The four DORA metrics

MetricQuestionAxis
Deployment FrequencyHow often do we release to prod?Velocity
Lead Time for ChangesCommit → production, how long?Velocity
Change Failure Rate% of deploys causing incidentsStability
Recovery TimeTime to restore after an incidentStability

Balance matters: velocity (frequency, lead time) and stability (failure rate, recovery). Healthy platforms move lead times from weeks to hours and failure rates from ~20% to under 5% while keeping recovery fast.

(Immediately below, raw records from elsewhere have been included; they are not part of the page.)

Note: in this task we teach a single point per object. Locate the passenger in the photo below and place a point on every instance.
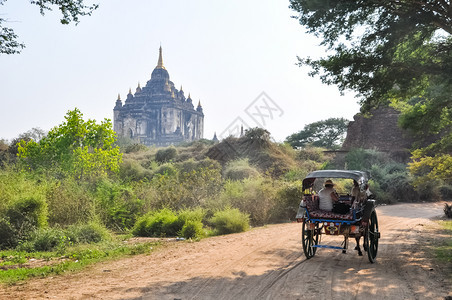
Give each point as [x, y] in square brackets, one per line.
[327, 195]
[355, 193]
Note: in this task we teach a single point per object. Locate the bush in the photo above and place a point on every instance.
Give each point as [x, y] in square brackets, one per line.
[166, 155]
[118, 206]
[166, 169]
[8, 236]
[70, 202]
[239, 170]
[88, 233]
[157, 224]
[45, 240]
[192, 229]
[364, 159]
[27, 214]
[288, 199]
[254, 196]
[131, 170]
[136, 147]
[229, 221]
[446, 192]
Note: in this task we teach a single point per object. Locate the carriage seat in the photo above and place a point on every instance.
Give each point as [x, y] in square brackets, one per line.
[312, 206]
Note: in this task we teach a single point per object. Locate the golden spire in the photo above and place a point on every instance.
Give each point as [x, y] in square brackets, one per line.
[160, 62]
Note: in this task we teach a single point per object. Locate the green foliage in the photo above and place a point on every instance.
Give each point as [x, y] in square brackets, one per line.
[47, 239]
[229, 221]
[157, 224]
[88, 233]
[191, 186]
[117, 205]
[239, 170]
[288, 199]
[254, 196]
[391, 182]
[187, 223]
[76, 148]
[131, 170]
[166, 154]
[192, 230]
[8, 236]
[364, 159]
[26, 214]
[70, 202]
[134, 148]
[328, 134]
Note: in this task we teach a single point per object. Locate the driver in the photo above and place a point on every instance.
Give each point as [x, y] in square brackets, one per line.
[327, 195]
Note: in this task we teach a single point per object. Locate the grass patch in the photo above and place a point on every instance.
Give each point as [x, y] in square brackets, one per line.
[18, 266]
[444, 251]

Apache DevLake — the measurement engine

  • Purpose-built for DORA, with standardized, industry-aligned calculations.
  • Integrates across the toolchain (Git, CI/CD, deployment, issue tracking).
  • Automated collection (no manual data gathering), historical trending, and cross-team comparison.

Platform integration (how the data flows)

GitLab webhooks (commits, PRs, issues) ┐
Argo Workflows (deployment events) ├─▶ Apache DevLake ─▶ Grafana DORA dashboards
Argo Rollouts (deploy success/failure) ┘ (calculates + stores)
  • Argo Workflows processes deployment/measurement events.
  • Argo Rollouts signals whether a deploy succeeded.
  • DevLake computes and stores the four metrics.
  • Grafana renders DORA Overview + per-metric detail dashboards.

Zero-overhead, self-service measurement

The key design choice: measurement is wired in when a team onboards via Backstage. Creating the CI/CD pipeline also deploys the DORA tracking workflows and the GitLab webhook event managers. Teams get measured simply by using the platform — no extra tooling or process. This is what makes DORA sustainable rather than a one-off audit.

Using the metrics as a platform team

  • Identify bottlenecks (e.g. long lead time → CI is slow; high failure rate → weak gates).
  • Make data-driven roadmap decisions and validate that a platform change actually helped.
  • Demonstrate ROI to leadership in a shared language.
  • Compare/benchmark teams to spread the best golden paths.